Reeves, Inc. v. Stake, 447 U.S. 429 (1980), was a United States Supreme Court case in which the Court held that individual states, when acting as producers or suppliers rather than as market regulators, may discriminate preferentially against out-of-state residents. This "market participant" doctrine is an exception to the so-called negative commerce clause, which ordinarily deems state regulations invalid where they discriminate against interstate commerce in favor of intrastate commerce for the purpose of economic protectionism.

== Background ==
In 1919, the state of South Dakota built a cement plant to deal with cement shortages that had been plaguing the state. After several years of production, however, South Dakota was producing more cement than its citizens were using, and began selling excess cement on the national market. Reeves, a ready mix concrete distribution company in Wyoming, relied on the South Dakota state-owned factory for up to 95% of its cement supplies. When South Dakota was hit by a cement shortage in 1978, the State Cement Commission directed the cement plant to first supply all South Dakota customers with cement before taking on customers from out of state. As a result, Reeves lost a substantial portion of cement supply, and filed suit against the South Dakota State Cement Commission in federal district court.
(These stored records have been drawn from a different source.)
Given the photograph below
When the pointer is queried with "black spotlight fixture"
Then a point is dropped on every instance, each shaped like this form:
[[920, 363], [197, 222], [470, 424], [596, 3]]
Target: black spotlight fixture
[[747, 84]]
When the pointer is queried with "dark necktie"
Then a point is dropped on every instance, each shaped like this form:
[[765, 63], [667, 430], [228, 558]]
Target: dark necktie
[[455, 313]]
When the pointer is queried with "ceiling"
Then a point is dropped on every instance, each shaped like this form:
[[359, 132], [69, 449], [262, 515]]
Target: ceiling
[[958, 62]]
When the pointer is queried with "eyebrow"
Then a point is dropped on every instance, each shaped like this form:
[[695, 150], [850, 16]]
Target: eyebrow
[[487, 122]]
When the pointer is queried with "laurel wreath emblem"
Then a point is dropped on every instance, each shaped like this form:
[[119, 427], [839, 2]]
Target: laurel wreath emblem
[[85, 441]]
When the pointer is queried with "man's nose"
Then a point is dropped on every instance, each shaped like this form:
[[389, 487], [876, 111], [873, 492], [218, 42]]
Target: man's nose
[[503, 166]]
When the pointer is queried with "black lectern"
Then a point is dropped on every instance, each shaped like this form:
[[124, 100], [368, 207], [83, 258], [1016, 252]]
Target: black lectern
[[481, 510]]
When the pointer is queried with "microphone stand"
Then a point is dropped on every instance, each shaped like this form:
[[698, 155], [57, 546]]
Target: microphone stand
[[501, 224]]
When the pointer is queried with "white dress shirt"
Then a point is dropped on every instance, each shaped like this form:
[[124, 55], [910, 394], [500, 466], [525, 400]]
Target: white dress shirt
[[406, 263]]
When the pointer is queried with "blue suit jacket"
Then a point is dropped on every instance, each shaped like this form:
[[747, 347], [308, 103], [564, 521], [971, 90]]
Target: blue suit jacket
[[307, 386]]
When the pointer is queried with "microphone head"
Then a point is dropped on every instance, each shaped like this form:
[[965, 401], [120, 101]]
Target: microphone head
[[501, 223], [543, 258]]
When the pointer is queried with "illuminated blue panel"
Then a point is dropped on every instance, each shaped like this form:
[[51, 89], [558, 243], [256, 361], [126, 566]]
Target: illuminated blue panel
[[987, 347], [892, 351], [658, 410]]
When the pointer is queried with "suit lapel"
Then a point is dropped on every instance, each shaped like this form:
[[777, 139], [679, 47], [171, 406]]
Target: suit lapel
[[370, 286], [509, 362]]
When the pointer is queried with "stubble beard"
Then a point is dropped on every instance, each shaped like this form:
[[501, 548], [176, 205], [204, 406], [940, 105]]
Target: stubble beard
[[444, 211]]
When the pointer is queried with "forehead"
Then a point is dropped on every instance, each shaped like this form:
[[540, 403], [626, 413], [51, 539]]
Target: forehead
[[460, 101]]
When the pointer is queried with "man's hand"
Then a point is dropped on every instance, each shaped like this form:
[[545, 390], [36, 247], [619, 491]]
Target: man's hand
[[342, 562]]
== Opinion of the Court ==
At issue was whether South Dakota's preferential treatment of South Dakota residents in its sale of state-produced cement constituted a violation of the negative commerce clause. The Court ruled that South Dakota's preferential treatment of South Dakota residents in its sale of state-produced cement was not a violation of the negative commerce clause because South Dakota was acting as a market participant.

The Supreme Court first promulgated the market participant exception to the negative commerce clause in Hughes v. Alexandria Scrap Corp., in which Maryland offered a "bounty" for destroying abandoned Maryland automobiles but effectively limited receipt of the bounty to in-state residents. There, the Supreme Court upheld the Maryland law against Commerce Clause objections because the state of Maryland was acting as a participant in the market rather than as a market regulator. “Nothing in the purposes animating the Commerce Clause prohibits a State, in the absence of congressional action, from participating in the market and exercising the right to favor its own citizens over others.” Thus, while state laws that prefer intrastate commerce to interstate commerce for economic protectionism are ordinarily invalid per se, states when acting as market participants may engage in such discrimination.

Here, South Dakota was acting as a market participant where Congress had not taken any regulatory action; thus, South Dakota could favor its citizens in the sale of state-produced cement over the citizens of other states.